Nonlinear Dynamics of Three-Neurons-Based Hopfield Neural Networks (HNNs): Remerging Feigenbaum Trees, Coexisting Bifurcations and Multiple Attractors

In this work, the dynamics of a simplified model of three-neurons-based Hopfield neural networks (HNNs) is investigated. The simplified model is obtained by removing the synaptic weight connection of the third and second neuron in the original Hopfield networks introduced in Ref. 11. The investigations have shown that the simplified model possesses three equilibrium points among which origin of the systems coordinates. It is found that the origin is always unstable while the symmetric pair of fixed points with conditional stability has values depending on synaptic weight between the second and the first neuron that is used as bifurcation control parameter. Numerical simulations, carried out in terms of bifurcation diagrams, graph of Lyapunov exponents, phase portraits, Poincare section, time series and frequency spectra are employed to highlight the complex dynamical behaviors exhibited by the model.
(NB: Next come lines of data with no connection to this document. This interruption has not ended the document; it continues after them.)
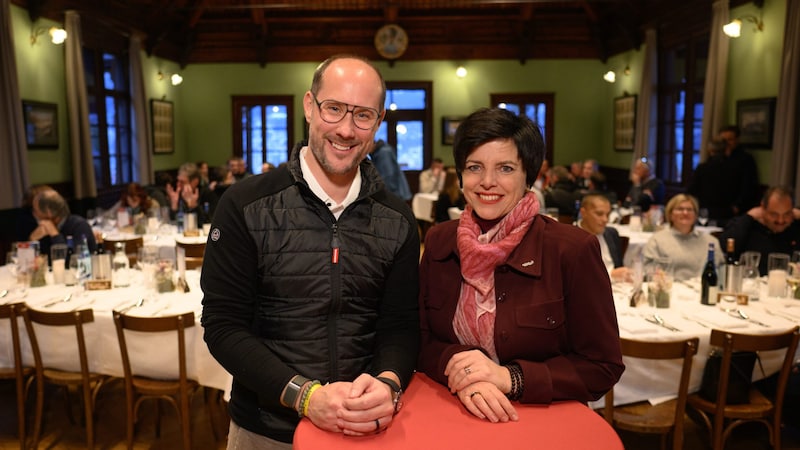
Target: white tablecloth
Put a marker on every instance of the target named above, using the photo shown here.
(657, 380)
(156, 354)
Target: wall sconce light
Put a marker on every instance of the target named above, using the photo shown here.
(734, 27)
(57, 35)
(175, 78)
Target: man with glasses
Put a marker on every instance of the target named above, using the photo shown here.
(771, 227)
(310, 277)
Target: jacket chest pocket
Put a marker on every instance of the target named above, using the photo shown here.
(544, 316)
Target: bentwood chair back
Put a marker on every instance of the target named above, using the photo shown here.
(131, 247)
(721, 418)
(88, 383)
(665, 418)
(176, 391)
(22, 375)
(194, 253)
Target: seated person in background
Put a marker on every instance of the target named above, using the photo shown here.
(561, 193)
(451, 196)
(772, 227)
(134, 197)
(646, 189)
(189, 197)
(594, 218)
(25, 221)
(431, 180)
(384, 159)
(685, 247)
(498, 326)
(56, 223)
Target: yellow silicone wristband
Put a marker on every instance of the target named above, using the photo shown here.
(307, 401)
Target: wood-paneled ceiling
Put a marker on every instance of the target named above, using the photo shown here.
(264, 31)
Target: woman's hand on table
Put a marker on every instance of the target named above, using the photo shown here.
(485, 401)
(466, 368)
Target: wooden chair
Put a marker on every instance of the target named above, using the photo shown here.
(177, 391)
(22, 375)
(131, 247)
(194, 253)
(664, 418)
(720, 418)
(88, 383)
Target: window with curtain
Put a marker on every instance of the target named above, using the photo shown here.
(682, 68)
(537, 107)
(109, 98)
(406, 126)
(262, 129)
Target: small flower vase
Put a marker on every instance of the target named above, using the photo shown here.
(163, 276)
(659, 286)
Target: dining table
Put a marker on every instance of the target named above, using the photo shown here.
(432, 417)
(686, 317)
(153, 354)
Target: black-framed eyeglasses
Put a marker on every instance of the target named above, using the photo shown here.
(332, 111)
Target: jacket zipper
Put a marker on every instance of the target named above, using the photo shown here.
(336, 298)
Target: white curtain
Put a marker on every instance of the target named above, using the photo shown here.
(13, 149)
(716, 77)
(646, 125)
(141, 145)
(78, 106)
(786, 144)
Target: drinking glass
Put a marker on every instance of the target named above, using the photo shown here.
(777, 270)
(793, 274)
(702, 216)
(750, 274)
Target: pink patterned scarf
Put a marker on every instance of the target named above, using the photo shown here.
(473, 321)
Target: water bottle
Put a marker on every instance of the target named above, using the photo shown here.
(120, 266)
(84, 260)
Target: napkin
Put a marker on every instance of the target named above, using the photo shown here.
(719, 319)
(636, 325)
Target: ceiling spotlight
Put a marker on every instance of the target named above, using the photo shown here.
(734, 27)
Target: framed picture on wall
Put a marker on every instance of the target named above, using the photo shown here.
(449, 126)
(163, 126)
(41, 124)
(624, 122)
(756, 120)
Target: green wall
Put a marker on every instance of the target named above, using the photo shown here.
(583, 100)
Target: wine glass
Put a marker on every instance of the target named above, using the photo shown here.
(702, 216)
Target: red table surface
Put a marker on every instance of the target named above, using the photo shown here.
(432, 418)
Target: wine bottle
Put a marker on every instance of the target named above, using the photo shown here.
(709, 280)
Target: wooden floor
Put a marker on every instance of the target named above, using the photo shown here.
(60, 434)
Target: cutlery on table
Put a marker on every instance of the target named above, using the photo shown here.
(135, 305)
(744, 316)
(66, 298)
(658, 320)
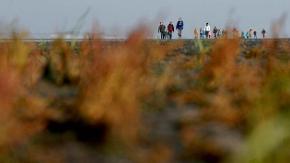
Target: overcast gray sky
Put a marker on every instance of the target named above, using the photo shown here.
(119, 16)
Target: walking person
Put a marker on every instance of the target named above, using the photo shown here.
(207, 30)
(264, 33)
(162, 30)
(255, 35)
(201, 33)
(170, 30)
(179, 27)
(215, 31)
(195, 32)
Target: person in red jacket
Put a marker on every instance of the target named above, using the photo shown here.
(170, 30)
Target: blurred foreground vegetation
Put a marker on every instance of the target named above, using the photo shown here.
(145, 101)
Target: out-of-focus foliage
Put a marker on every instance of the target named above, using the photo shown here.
(141, 100)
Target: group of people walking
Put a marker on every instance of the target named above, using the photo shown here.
(166, 32)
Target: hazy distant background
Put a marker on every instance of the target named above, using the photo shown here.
(117, 17)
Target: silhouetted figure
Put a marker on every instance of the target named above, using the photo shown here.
(264, 33)
(170, 30)
(215, 31)
(255, 35)
(195, 32)
(179, 27)
(207, 30)
(162, 30)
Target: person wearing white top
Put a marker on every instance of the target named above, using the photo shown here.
(207, 30)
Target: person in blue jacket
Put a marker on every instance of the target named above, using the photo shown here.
(179, 27)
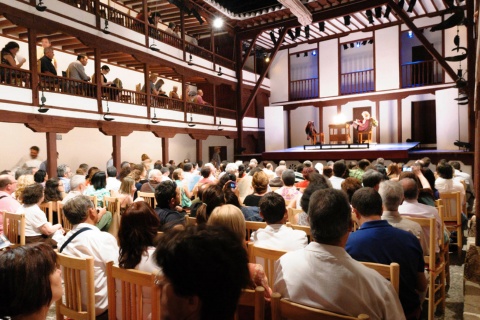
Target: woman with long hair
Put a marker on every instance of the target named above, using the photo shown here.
(136, 236)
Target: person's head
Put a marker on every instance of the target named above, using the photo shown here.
(372, 178)
(272, 208)
(77, 183)
(32, 194)
(392, 194)
(367, 202)
(339, 168)
(260, 182)
(204, 270)
(105, 69)
(445, 171)
(212, 197)
(137, 232)
(40, 176)
(34, 151)
(350, 185)
(49, 52)
(230, 217)
(288, 177)
(30, 280)
(330, 216)
(11, 47)
(83, 59)
(410, 189)
(166, 195)
(99, 180)
(80, 209)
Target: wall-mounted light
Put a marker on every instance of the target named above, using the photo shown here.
(105, 29)
(41, 6)
(42, 108)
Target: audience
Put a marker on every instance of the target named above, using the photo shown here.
(322, 274)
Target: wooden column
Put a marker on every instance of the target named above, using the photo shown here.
(51, 154)
(165, 154)
(116, 153)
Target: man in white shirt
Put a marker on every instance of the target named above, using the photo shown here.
(31, 160)
(339, 168)
(277, 235)
(91, 242)
(323, 275)
(112, 182)
(411, 207)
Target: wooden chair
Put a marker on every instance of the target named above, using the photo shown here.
(78, 275)
(67, 226)
(435, 270)
(253, 298)
(388, 271)
(47, 207)
(112, 204)
(14, 228)
(452, 215)
(131, 286)
(285, 309)
(269, 256)
(253, 226)
(148, 197)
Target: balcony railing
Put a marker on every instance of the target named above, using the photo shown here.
(421, 73)
(15, 77)
(304, 89)
(357, 82)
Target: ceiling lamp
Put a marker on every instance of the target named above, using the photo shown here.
(299, 10)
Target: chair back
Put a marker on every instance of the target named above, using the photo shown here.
(112, 204)
(253, 298)
(78, 278)
(269, 256)
(388, 271)
(14, 228)
(67, 226)
(47, 207)
(253, 226)
(149, 198)
(131, 286)
(285, 309)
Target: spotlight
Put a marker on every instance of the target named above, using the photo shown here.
(41, 6)
(42, 108)
(387, 12)
(411, 5)
(297, 32)
(291, 35)
(218, 23)
(105, 29)
(155, 119)
(272, 36)
(321, 26)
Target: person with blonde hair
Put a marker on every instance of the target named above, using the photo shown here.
(231, 217)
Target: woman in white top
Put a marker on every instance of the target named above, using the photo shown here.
(138, 229)
(37, 228)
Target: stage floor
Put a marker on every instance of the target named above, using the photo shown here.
(390, 151)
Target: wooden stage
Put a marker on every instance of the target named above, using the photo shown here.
(399, 152)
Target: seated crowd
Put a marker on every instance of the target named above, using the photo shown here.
(355, 212)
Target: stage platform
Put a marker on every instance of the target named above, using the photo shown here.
(390, 151)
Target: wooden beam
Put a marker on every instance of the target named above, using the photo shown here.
(430, 48)
(264, 73)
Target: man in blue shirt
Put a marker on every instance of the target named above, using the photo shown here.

The results indicate that the modified model of HNNs exhibits rich nonlinear dynamical behaviors including symmetry breaking, chaos, periodic window, antimonotonicity (i.e., concurrent creation and annihilation of periodic orbits) and coexisting self-excited attractors (e.g., coexistence of two, four and six disconnected periodic and chaotic attractors) which have not been reported in previous works focused on the dynamics of HNNs. Finally, PSpice simulations verify the results of theoretical analyses of the simplified model of three-neurons-based HNNs.